Here, I propose that it is time to experimentally evaluate whether amplicon-derived operational taxonomic unit abundances correlate with their actual abundances in nature. Why do we need to evaluate this if microbial ecologists routinely conduct similar gene marker studies? Unlike our microbial counterparts, for whom nondegenerate primers commonly exactly match community sequences, viral ecologists are often forced to employ highly degenerate primer sets designed from insufficient databases and low PCR annealing temperatures (details appear in reference 2). Even with fewer concerns, microbial ecologists also remain conservative in using such data only in unweighted analyses, thereby implicitly acknowledging that absolute abundances might be significantly altered by the PCR process in ways yet undocumented. Such a practice should perhaps also become mainstream in viral ecology. Fortunately, the sample-to-sequence viral metagenome (virome) pipeline, at least for the double-stranded DNA (dsDNA) viruses that pass through a 0.2-μm filter, offers a means to experimentally evaluate the quantitative performance of PCR-based studies. Further, drawing upon examples from the study of oceanic viral communities, I suggest that, with the right experimental design, viromics offers advantages over the study of gene markers for inferring biology in complex systems and testing a priori and ad hoc hypotheses (summarized in Fig. 1 and detailed below).
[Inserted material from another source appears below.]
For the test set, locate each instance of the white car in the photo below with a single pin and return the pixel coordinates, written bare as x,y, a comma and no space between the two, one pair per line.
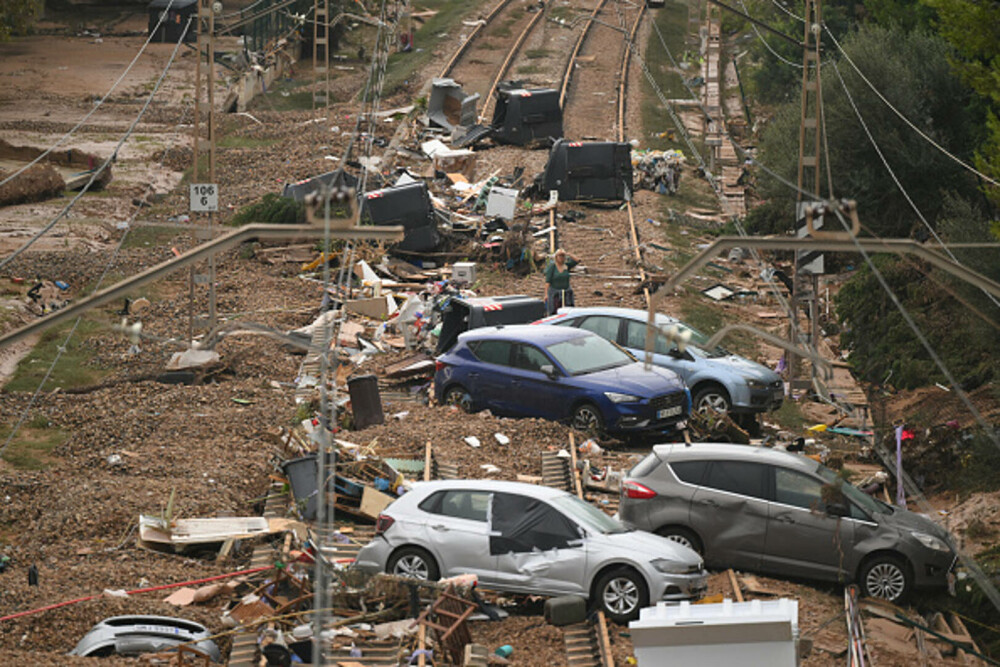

Why is viromics not yet mainstream? First, sampling for environmental viruses often yields too little material for standard sequencing libraries. However, numerous groups have now shown that sequencing libraries can be made from far less than 1 nanogram of DNA (3–5) and that linker-amplified viromes are quantitative (±1.5-fold) from so little DNA (4).
Second, unknown sequences dominate viromes, as ∼63 to 93% of the reads often lack functional or taxonomic annotations (reviewed in reference 6). However, new approaches now illuminate this “viral dark matter.” For example, coverage of viral-genome sequence space is rapidly improving through genome sequencing of isolates in culture collections that represent abundant and rare ocean viruses (see, e.g., references 7, 8, and 9), as well as through extraction of sequence data of novel viruses from single-cell genomics projects (10). Further, smaller viral genomes are being assembled from marine metagenomes (see, e.g., references 11 and 10), and strategies to simplify more-complex viral communities are enabling assembly of large genomic regions of larger viruses (12).
Today, deeper sequencing combined with extrapolation of “population-level” variability from wild T4-like phage genome variability (12) enables ocean researchers to identify and quantify populations in a virome even when a database representative is completely lacking. One study (10) mined 186 microbial and viral metagenomes to show that uncultivated SUP05 viruses are persistent and evolutionarily dynamic over 3 years but endemic to the particular study site. Further, the genomic context for these new SUP05 viruses suggested that they manipulate the central and defining metabolism of their SUP05 bacterial hosts through virus-encoded sulfur-cycling genes (10), a feature shared with a prior study of viruses assembled from microbiomes (11). Thus, viromes can simultaneously map the spatiotemporal variation of many target groups while also providing genome-enabled hypotheses about ecological drivers of any particular target group. This is, of course, limited to those populations that are abundant in the data set, but as sequencing improves, many populations already qualify.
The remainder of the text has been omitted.